Interacting with APIs

There are different options to transfer data between your shop and any external service. The method you choose will depend on the usecase:

  • if data must be pulled or pushed to the shop,
  • if one specific application (the shop or an external service) must initiate the calls,
  • if there are constraints on the implementation (i.e a cron job scheduler is required).

Requests to a shop

You may retrieve and update data from a shop using different methods:

The native webservice

The webservice is a REST API allowing you to interact with most of the database tables used by the core. It uses Basic access authentication to allow requests.

Resources:

Adding a module ObjectModel to the list of resources available

The hook addWebserviceResources must be registered by your module.

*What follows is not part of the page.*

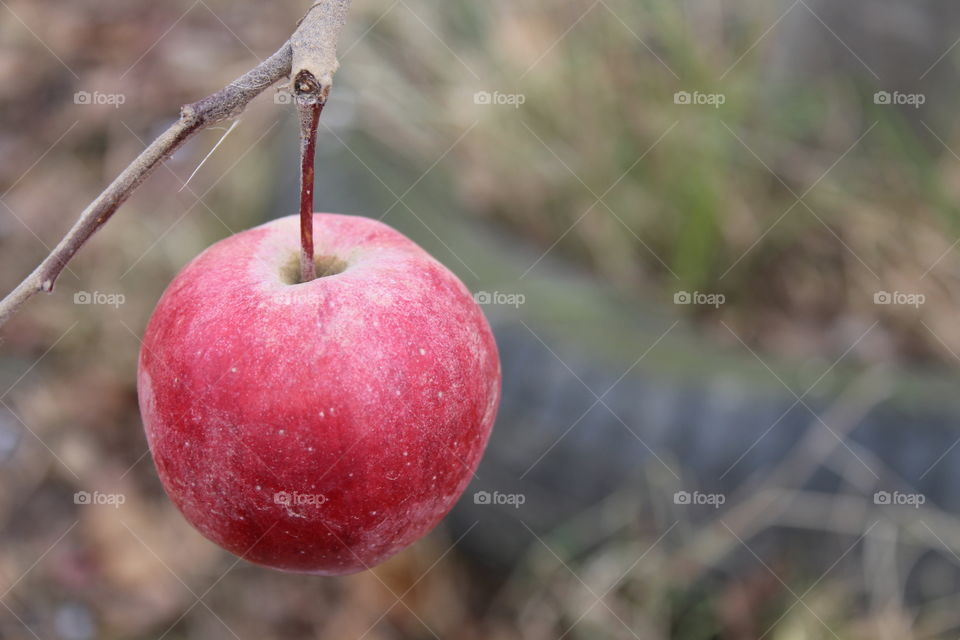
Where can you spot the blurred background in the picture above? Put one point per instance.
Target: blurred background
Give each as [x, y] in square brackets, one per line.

Then an array containing all the ressources (= Object Model subclasses) you want to add should be returned. For instance, in the module blockreassurance we have an ObjectModel class, called reassuranceClass. If we wanted to make it available in the webservice, it would look like this:

<?php
/**
 * Add an entity in the Webservice
 *
 * @param array $params All existing resources from the core
 * @return array New resources
 */
public function hookAddWebserviceResources($params)
{
    return array(
        'reassurance' => array(
            'description' => 'Module Reassurance example',
            'class' => 'reassuranceClass',
            'forbidden_method' => array('PUT', 'POST', 'DELETE')),
    );
}

This will add the resource reassurance available into the permissions list, based on the key.

Module controllers

As the webservice is only an interface to get and update objects on the database, it does not allow to run complex actions. Module controller may be implemented to allow any external service to reach your shop, then trigger specific actions or retrieve content.

You should implement a method that filters non-authenticated calls. This prevents guests accessing private content, or trigger actions on your behalf. This can be done by generating your own token and checking it everytime the controller is called. Tools::encrypt($token) may be useful.

Resources:

Requests from a shop

HTTP requests can be triggered from a shop to an external service.

Several methods allows requests to be sent (in order of preference):

  • Guzzle. The version 7.4 is included from PrestaShop 8.0 (version 5 in 1.7.0 ), but can be included in your module as well for older PS versions.
  • \Tools::file_get_contents(…)
    • Will rely on cURL or fopen(), depending on what is available on the shop.
    • Exists from PrestaShop 1.4
  • cURL
    • cURL is mandatory for PrestaShop 1.7 . For older versions, the extension must be checked first to avoid fatal errors.